Moldy walls. Garbage-strewn sidewalks. Water leaks. Rats. Not the sort of features that get mentioned in the "for rent" ads.
Metro Atlanta is built for the mobility generation. Hundreds of apartment complexes, thousands of units offered for rent to people who aren't ready to buy or just prefer what they imagine will be a carefree life of leasing.
But even with a lease, some renters can find themselves in a messy dispute with their landlord. In fact, it's one of the largest categories of complaints we get in the FOX 5 I-Team.
Often these disputes fall into one of three categories. Read on to make sure you don't make the same apartment mistake.
Rule #1: Look Before You Lease
Joi Ford and her family agreed to lease a Mableton apartment without ever seeing it. Sure, they looked at the model apartment. But when they showed up with their furniture to move into their actual unit, they say they had no idea it would be in the back of the complex, through a dirty entrance way that bordered the woods. A few weeks later they say they began to notice the mold building up on their shoes, the baby's car seat, even sprouting from inside the wall of their bedroom.
The apartment provided a dehumidifier for a few days, but the mold grew back. The property manager said Joi needed to run her AC more. She said she shouldn't have to run it 24/7.
The complex agreed to let her break the lease but wouldn't give back her deposit. She says she never would have put herself in this predicament if she'd only followed Rule #1. Look before you lease.
Rule #2: Get It In Writing
Amanda Duncan claims her Lawrenceville landlord agreed to return her $400 deposit if she left her apartment clean. She says she did just that. But a month later, the property manager sent her a letter saying the deposit was forfeited because of trash, food and a dirty diaper left behind.
Amanda had pictures showing a clean apartment, but the landlord produced one showing some cigarette packages on the toilet. Because she didn't get the deposit refund promise in writing, there was nothing Amanda could do.
Whenever you have a serious complaint with your landlord, put it in writing. And whenever they make a promise back to you, especially one that involves money, make sure you follow Rule #2. Get it in writing.
Rule #3: It's the Landlord's Job
The landlord can't make you responsible for repairs. That's the landlord's job. Also, they can't make you pay for services without working it out with you first, preferably in writing. Neil Morrison says after four years of living in a Cobb County apartment complex he discovered the complex had been making him pay for the security light over the parking lot. Somehow the light had been wired into his power box. Georgia Power says on average that would be an extra $30 on his monthly power bill, or $1440 over the four years he lived there.

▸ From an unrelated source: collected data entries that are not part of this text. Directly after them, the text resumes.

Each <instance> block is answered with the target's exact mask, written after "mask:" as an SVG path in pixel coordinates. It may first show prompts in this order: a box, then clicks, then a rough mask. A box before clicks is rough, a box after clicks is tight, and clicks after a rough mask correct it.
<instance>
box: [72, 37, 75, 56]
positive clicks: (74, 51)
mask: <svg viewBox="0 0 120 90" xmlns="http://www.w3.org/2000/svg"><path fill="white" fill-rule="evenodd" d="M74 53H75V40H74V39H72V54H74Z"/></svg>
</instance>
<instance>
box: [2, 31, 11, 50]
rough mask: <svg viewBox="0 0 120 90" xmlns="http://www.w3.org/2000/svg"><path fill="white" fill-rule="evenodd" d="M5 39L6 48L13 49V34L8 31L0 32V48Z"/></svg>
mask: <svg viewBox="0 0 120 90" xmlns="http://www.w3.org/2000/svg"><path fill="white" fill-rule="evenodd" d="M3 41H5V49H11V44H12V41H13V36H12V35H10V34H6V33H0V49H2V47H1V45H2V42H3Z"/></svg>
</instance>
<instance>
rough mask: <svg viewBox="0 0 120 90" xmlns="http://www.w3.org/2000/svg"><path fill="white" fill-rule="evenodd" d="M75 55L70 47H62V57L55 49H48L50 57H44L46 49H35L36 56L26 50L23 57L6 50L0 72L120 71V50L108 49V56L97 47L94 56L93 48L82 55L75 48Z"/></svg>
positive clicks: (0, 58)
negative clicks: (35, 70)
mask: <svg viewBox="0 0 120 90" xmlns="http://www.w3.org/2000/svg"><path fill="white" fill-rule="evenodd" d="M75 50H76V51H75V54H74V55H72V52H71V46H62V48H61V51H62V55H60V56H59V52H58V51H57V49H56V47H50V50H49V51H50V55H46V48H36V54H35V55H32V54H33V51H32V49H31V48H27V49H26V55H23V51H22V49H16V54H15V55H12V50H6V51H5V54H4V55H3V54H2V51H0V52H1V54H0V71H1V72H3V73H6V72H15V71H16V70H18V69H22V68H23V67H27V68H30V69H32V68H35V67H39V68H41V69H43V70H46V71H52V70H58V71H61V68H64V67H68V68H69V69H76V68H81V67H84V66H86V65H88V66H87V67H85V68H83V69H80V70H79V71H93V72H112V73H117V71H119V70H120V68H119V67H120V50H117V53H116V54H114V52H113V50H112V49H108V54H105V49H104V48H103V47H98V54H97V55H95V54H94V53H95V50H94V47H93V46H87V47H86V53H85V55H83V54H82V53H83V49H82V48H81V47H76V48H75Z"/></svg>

After he complained, the complex decided not to renew Neil's lease when it ran out. They have that right. They offered him $876 credit for the past power bills.
If your landlord is not making proper repairs, housing legal experts say you can do the work yourself and deduct the cost from the rent. It's called "repair and deduct." You must first give the landlord notice in writing and a reasonable amount of time for the complex to address the problem. The term "reasonable" is not defined. Keep all receipts and written notices in case the landlord takes you to court for failing to pay all the rent.
Remember Rule #3, though. Any repairs you make, any security lights you pay for, it's really the landlord's job.